Car, après avoir été stimulés par les odorants, les neurones olfactifs envoient un influx nerveux vers le cerveau, d'abord vers les bulbes olfactifs (un pour chaque narine) puis vers les cortex olfactifs (un à droite, un à gauche) qui font partie du système limbique. Chaque cortex est lui-même composé de trois structures nerveuses : le cortex piriforme, l'amygdale et l'hippocampe, qui supportent les fonctions respectivement de mémoire sensorielle olfactive, de carrefour des émotions et de chef d'orchestre de la mémoire. De plus, ces centres travaillent très vite, en une centaine de millisecondes, et, surtout, de façon non consciente : si bien qu'on peut être gagné par l'émotion et rappeler des souvenirs avant même d'avoir conscience qu'on a senti quelque chose. L'odorat tient son "mystérieux pouvoir" de cette particularité anatomo-fonctionnelle, que ne possèdent pas les autres sens, d'être connecté directement au système limbique, la plaque tournante de notre personnalité émotionnelle et mnésique.

Le cortex piriforme, c'est le siège de la mémoire sensorielle (non consciente). C'est ici que s'enregistre, à chaque instant de notre vie, le "portrait-robot" des senteurs que nous rencontrons. Cette odeur de rose que nous avons senti la première fois s'est enrichie progressivement de toutes les roses que nous avons humées. En retour, lorsque nous inspirons un effluve inconnu, si l'image correspond au moins en partie au portrait-robot, alors nous pouvons déclarer "c'est une rose".

L'amygdale est un noyau nerveux complexe impliqué dans l'évaluation émotionnelle des stimulus sensoriels. Mais l'odorat l'active directement, et de façon non-consciente, alors que les autres sens passent d'abord par une étape de représentation consciente (par exemple au niveau du cortex occipital pour la vision). L'amygdale, reliée à de multiples zones du cerveau, fonctionne comme un système d'alerte qui active, suivant la valence des émotions, le système du plaisir et de la récompense, ou bien les systèmes de fuite ou de lutte.

L'hippocampe doit son nom à sa forme ressemblant au gracieux petit cheval des mers. Il joue un rôle dans l'enregistrement et le rappel des souvenirs conscients car il est connecté à toutes les zones du cortex cérébral. C'est pourquoi, dans le fameux épisode de la madeleine dans "A la recherche du temps perdu" de Marcel Proust, l'indice olfactif du biscuit trempé dans le thé agit comme le déclencheur de la reconstitution d'un épisode de la vie du narrateur, qui mobilise des représentations stockées dans des parties très diverses du cerveau : l'image de la tante Léonie, l'heure de la sortie de la messe, le plaisir de cet instant. Comme il s'agit d'un souvenir ancien, sa reconstruction prend tu temps mais l'émotion qu'il portait a précédé sa conscience.

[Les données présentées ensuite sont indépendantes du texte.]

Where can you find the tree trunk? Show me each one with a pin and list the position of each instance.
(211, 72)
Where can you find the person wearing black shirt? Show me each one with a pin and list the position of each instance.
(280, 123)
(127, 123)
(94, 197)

Enfin, l'image olfactive émerge à la conscience lors d'une étape supplémentaire, au niveau du cortex orbitofrontal. Cette zone de matière grise supporte l'intégration des multiples facettes du message sensoriel : non seulement sa qualité mais aussi ses dimensions personnelles et esthétiques. Ce cortex est plus épais chez les parfumeurs, qui sont comme les "athlètes" de l'olfaction. Cependant, il fonctionne très bien chez les profanes : même si l'on n'identifie pas l'odorant, on peut parler de ce que l'on ressent.

Parce qu'on provoque des phénomènes fugaces, pour bien déguster une fragrance, il convient de se mettre dans une ambiance propice et dans un état réceptif. Le message olfactif est évanescent et peu habituel. Pour mieux l'apprécier il faut fermer les yeux, ce qui libère déjà une bonne partie du cerveau. Il faut humer par petites touches pour ne pas saturer les récepteurs de notre nez. Il faut enfin laisser venir la première idée, la première image, le premier mot ou la première émotion, aussi saugrenus soient-ils, car ils se sont infiltrés à travers notre vigilante conscience, pour une fois prise en défaut, nous révélant à nous-mêmes. L'important n'est pas de reconnaître le parfum mais de laisser émerger ces vapeurs du passé.

Comme chacun d'entre nous possède sa propre histoire à l'égard des senteurs, une même composition peut avoir des effets variés. Mais l'ouverture, la disponibilité, pour une nouvelle expérience autorise de nouvelles associations qui permettent d'accueillir une proposition comme celle d'Elauments et d'en tirer le meilleur bénéfice.